With my love of westerns such as Lonesome Dove and others that show the Western United States as it really was, rather than romanticizing it, I approached my first Edward Abbey novel, Fire on the Mountain. It takes place much later than typical westerns, as an old rancher fights the changing times on his own terms.
Billy Vogelin Starr spends summers at his grandfather’s ranch in New Mexico. This summer is no different, or is it? He takes the train from his home in Pittsburgh to meet his grandfather and travel to the ranch. He’s looking forward to riding his favorite horse and working the ranch for the summer. In particular, he’s looking forward to seeing John Vogelin’s friend Lee Mackie, whom Billy looks up to.
Things have changed over the winter Billy was gone, however. Lee got married and doesn’t spend as much time hanging around with John any longer, although he’s still a good friend and a strong presence. Unbeknownst to Billy when he first arrives, his grandfather is also being driven off of the land that’s been in his family for generations by the U.S. government.

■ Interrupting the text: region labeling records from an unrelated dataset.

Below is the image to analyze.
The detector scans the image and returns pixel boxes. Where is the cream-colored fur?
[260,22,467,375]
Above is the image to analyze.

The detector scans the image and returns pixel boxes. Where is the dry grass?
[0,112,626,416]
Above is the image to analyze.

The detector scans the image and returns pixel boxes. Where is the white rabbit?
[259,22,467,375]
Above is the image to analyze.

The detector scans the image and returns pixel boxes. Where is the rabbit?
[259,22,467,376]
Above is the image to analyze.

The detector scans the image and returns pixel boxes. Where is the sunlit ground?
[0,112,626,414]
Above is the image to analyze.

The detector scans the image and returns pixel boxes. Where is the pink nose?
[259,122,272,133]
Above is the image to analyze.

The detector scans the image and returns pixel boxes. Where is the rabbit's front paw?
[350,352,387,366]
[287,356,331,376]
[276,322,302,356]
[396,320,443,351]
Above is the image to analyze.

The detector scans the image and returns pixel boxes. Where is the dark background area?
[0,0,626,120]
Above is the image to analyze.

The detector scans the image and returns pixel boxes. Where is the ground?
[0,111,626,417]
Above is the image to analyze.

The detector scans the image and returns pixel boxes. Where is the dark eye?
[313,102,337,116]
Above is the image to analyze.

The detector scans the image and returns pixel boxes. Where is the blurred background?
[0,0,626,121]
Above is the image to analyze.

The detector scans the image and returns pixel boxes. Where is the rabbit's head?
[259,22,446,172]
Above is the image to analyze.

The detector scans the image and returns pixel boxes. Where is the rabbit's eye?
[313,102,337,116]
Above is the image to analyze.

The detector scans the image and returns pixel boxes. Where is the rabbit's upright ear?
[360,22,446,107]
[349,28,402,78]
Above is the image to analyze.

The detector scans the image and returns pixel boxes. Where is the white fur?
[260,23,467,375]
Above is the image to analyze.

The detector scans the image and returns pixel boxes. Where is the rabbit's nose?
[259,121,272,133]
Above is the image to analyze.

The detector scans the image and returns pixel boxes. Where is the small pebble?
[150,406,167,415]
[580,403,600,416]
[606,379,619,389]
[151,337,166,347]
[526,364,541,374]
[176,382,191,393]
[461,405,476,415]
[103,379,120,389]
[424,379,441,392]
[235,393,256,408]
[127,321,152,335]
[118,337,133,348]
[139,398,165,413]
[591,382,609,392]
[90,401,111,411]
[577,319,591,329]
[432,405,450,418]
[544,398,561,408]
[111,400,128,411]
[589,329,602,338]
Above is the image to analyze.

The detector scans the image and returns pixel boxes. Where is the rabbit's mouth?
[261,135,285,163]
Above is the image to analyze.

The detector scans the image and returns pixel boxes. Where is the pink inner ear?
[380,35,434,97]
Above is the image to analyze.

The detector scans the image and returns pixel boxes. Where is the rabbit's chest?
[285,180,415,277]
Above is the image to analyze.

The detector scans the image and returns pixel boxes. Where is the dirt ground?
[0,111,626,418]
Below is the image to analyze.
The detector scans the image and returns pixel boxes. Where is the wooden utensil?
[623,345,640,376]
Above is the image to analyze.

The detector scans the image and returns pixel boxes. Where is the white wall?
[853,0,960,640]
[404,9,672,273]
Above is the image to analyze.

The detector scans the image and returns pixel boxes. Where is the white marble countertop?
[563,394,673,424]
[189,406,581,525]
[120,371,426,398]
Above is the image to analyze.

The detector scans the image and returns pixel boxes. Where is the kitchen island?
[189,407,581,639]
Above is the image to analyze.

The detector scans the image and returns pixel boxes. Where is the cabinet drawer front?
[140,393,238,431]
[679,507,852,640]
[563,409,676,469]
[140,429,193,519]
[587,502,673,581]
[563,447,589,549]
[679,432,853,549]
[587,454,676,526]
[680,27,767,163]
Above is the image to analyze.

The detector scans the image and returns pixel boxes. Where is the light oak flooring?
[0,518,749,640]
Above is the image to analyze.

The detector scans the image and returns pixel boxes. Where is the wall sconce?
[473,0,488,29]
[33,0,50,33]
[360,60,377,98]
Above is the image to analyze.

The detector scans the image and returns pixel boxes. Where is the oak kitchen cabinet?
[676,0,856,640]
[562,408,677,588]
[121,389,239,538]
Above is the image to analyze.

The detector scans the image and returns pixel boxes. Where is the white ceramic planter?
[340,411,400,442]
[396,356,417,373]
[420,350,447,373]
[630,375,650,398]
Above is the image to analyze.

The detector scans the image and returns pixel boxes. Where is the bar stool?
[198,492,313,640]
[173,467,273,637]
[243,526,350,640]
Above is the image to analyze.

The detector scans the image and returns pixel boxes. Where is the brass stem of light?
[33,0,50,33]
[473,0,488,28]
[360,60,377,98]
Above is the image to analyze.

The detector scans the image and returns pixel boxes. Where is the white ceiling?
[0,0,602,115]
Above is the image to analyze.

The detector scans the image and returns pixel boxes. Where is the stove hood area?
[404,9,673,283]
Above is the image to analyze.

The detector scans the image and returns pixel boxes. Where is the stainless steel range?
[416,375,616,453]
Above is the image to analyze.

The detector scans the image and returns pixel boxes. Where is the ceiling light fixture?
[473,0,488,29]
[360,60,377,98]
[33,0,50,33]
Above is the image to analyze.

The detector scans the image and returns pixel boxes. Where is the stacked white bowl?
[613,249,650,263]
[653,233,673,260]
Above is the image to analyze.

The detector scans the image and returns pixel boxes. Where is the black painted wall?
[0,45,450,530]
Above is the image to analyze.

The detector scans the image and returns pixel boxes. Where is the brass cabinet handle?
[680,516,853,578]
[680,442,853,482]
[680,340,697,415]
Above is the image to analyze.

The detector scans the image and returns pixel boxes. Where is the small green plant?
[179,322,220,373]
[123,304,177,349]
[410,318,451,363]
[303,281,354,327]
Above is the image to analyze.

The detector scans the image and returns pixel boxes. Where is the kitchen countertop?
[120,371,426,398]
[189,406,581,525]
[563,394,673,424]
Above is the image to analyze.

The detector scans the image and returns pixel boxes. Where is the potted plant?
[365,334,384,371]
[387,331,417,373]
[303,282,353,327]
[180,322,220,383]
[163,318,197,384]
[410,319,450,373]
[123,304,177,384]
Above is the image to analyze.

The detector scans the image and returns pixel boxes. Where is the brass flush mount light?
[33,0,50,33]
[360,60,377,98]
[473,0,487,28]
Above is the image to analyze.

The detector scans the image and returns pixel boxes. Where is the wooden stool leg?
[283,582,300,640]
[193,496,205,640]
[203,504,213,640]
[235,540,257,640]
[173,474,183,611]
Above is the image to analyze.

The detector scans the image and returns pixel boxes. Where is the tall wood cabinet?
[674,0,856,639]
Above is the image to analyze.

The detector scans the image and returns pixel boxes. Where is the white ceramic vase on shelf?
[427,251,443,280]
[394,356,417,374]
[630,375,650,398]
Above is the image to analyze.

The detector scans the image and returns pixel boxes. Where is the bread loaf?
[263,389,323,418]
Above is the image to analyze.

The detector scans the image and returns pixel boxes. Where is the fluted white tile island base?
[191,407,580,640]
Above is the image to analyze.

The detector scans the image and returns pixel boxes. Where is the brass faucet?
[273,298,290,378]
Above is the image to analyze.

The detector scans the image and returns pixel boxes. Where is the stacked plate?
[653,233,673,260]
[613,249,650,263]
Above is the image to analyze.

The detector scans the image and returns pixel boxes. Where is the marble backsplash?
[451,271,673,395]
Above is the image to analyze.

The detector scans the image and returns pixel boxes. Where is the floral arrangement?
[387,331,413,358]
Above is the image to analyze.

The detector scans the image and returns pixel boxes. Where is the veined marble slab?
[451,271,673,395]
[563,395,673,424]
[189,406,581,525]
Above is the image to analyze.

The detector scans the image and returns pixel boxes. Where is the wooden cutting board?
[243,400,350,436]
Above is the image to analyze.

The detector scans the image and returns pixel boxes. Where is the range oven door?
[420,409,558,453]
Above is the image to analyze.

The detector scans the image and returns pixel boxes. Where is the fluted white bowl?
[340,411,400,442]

The introduction to this is slow. Told from Billy’s point of view, we learn about what’s going on the same way he does. It seems like there’s something going on that readers don’t know about. John complains about the soldiers from the nearby missile testing range coming onto his land and destroying it and harming his livestock. He has a valid complaint there. Things take an ominous turn, however, when Billy learns that the government wants John’s land to expand the missile testing range. Lee has already sold out to the government, as have other ranchers in the area. John is the lone hold-out.
First published in 1962, looking at Fire on the Mountain from today’s perspective resonates a bit differently. Reviews of this novel have likened John to Cliven Bundy. I beg to differ. Cliven Bundy did not have land taken from him. He wanted to graze his cattle on government land and not pay the fees. John Vogelin is going to lose the place his family has called home for over 100 years. I think the problem is that people don’t understand the difference I have just pointed out, and look for the easiest comparison that comes to mind.
John does threaten the government officials who come to his ranch, trying to get him to leave. They make generous offer after generous offer and still he refuses. They even come up with a plan for him to stay there and only have to leave during certain testing times and he still refuses. At this point, I think he wanted to die. Billy doesn’t see that, with his youthful perspective, but that’s what it seems like to me. Lee had political aspirations and was well-liked in the area, but his dedication to his friend during this standoff will likely put a crimp in those plans. I think he sees that John is determined to die and has him send Billy home early.
However, that’s not the end of the story. People all these years later would likely be aghast at the thought of putting a 12-year-old on a train by himself to travel cross-country, but it didn’t use to be that big of a deal. It wasn’t that the world was less dangerous, it was that people didn’t talk about it as much. The news was generally a half hour to hour of the day if you had a television. There was no 24-hour news cycle that demanded to keep people watching to improve ratings. The news was considered a community service. All this plays into a setting that is entirely alien to most people today.
I’m reminded of a story by Stephen King where a similar stand-off occurs when the government wants to take land for an extension of the interstate. I believe that it’s good to ask questions about eminent domain laws. This does make the reader think. Set during the Cold War, at the time those missile tests seemed terribly important. I might have had less sympathy for John Vogelin in 1980 than I do today.
Fire on the Mountain is a well-written tale of the dying West. Everything we’ve romanticized about it is dying at this point, and that includes the very land itself. The John Vogelins of the world were disappearing. None of his children were interested in the land, although it seemed like maybe he was holding out hope for Billy to one day take over for him. That wasn’t going to happen, most likely, but that’s what he seemed to be hanging on to. I really enjoyed this perspective and the descriptions and would recommend it.